Hingga kemudian sepasang sandal itu diapitkan, saling berdekatan dibatasi kertas kardus, dibungkus dalam satu plastik dengan nama judul kisahnya masing-masing. Yang pasti tidak menggunakan nama-nama yang sudah masyhur seperti "Ayat-Ayat Swallow", "Ketika Jepit Tertukar", atau "Ada Apa Dengan Bengkiakmu, Ning?". (Ahem😂)

Tatkala sepasang sandal itu telah dimiliki oleh tuan/puannya, barulah kisah asmaranya benar-benar dimulai, artinya tak terhenti di bagian prolog saja. 
 
sumber gambar - google

Kisah asmara sepasang sandal itu sangat dramatis meski tanpa akting atau dialog.

Adakah yang lebih menyedihkan daripada sandal yang sudah diletakkan di tempat khusus tetapi akhirnya pasanganya raib?. Tidakkah memilukan keadaan sandal yang dipasangkan bukan dengan pasangannya, lantaran kecerobohan puan/tuannya sebab kebelet ngeseng? (dari ini sudah mafhum, sebab mementingkan isi perut manusia berani berbuat zalim).
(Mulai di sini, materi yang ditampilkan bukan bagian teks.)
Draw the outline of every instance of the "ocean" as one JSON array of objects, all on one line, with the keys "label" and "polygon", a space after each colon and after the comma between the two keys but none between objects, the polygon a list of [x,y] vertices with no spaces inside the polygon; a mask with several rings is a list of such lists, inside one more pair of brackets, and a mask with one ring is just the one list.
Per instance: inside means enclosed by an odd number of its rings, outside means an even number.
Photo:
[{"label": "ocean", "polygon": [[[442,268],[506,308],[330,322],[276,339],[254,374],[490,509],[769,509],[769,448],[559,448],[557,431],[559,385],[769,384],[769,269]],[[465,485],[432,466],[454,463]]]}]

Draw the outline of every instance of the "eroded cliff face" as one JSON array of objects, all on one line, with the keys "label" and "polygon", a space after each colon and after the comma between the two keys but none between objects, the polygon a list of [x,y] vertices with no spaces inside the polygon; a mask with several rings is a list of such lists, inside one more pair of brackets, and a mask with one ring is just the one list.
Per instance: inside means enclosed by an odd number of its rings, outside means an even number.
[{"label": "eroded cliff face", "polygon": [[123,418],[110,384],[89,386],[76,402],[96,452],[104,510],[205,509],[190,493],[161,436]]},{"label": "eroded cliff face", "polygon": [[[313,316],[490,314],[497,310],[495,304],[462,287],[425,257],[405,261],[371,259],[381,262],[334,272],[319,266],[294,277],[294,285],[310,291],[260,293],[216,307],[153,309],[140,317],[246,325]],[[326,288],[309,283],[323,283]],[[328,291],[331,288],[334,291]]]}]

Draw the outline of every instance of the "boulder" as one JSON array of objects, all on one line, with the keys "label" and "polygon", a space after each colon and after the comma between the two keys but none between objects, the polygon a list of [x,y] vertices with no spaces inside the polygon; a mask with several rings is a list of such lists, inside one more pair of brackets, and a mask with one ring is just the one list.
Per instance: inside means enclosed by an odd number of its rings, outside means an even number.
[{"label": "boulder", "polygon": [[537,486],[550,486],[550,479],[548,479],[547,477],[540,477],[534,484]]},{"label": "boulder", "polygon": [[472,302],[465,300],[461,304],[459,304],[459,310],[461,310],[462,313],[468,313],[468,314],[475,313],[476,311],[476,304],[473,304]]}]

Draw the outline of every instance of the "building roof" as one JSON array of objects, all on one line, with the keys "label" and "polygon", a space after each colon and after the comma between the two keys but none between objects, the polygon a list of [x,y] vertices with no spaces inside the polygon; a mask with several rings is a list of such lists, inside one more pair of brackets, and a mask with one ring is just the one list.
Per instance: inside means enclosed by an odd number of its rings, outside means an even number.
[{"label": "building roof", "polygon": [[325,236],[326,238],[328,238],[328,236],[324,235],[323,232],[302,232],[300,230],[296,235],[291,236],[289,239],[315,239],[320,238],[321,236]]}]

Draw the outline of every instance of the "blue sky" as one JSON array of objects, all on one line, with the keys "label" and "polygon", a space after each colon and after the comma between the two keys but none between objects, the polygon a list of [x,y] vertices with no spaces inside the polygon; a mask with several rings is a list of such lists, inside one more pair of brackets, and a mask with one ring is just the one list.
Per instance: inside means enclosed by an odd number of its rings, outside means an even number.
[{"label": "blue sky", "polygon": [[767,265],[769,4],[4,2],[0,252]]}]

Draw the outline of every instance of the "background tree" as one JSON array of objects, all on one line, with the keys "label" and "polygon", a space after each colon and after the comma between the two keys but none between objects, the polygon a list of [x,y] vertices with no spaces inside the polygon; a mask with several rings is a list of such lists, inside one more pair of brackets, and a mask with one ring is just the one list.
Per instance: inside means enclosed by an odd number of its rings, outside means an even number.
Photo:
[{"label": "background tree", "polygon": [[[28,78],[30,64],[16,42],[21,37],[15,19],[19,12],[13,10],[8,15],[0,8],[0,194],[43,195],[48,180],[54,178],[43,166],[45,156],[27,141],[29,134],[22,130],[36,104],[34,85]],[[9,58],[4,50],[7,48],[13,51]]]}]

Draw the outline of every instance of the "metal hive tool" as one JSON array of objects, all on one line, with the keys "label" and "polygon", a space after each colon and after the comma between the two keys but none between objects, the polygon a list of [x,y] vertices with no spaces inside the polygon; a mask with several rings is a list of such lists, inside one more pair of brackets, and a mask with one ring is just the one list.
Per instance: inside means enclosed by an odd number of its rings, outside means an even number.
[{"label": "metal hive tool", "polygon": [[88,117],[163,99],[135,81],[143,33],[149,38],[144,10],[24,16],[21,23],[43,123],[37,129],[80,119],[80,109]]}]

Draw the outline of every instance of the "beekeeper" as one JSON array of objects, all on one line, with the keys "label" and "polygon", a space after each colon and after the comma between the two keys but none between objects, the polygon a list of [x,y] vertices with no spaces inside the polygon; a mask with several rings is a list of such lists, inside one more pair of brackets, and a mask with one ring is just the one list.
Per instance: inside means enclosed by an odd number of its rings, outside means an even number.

Betapa getir siksaan sandal saat menyaksikan ikat pasangannya terputus lalu oleh tuan/puan dengan sikap remeh dibuangnya begitu saja. Beruntunglah jika pemiliknya adalah manusia-manusa zuhud, karena bagi mereka setiap hal yang putus tak mustahil bisa disambung. 😂

Uushi nafsi wa nafsakum bis shabri was sholawat...

Bersiaplah menghadapi kemungkinan menyakitkan yang tak bisa disangka-sangka, karena pada hakikatnya setiap makhluk tak bisa lepas dari rasa sakit.

Sandal sangat mungkin bisa tertukar, dighazab, dicuri, atau bahkan hilang. Kalau jodoh?😂

Wallahu 'A'lam Bis Showab.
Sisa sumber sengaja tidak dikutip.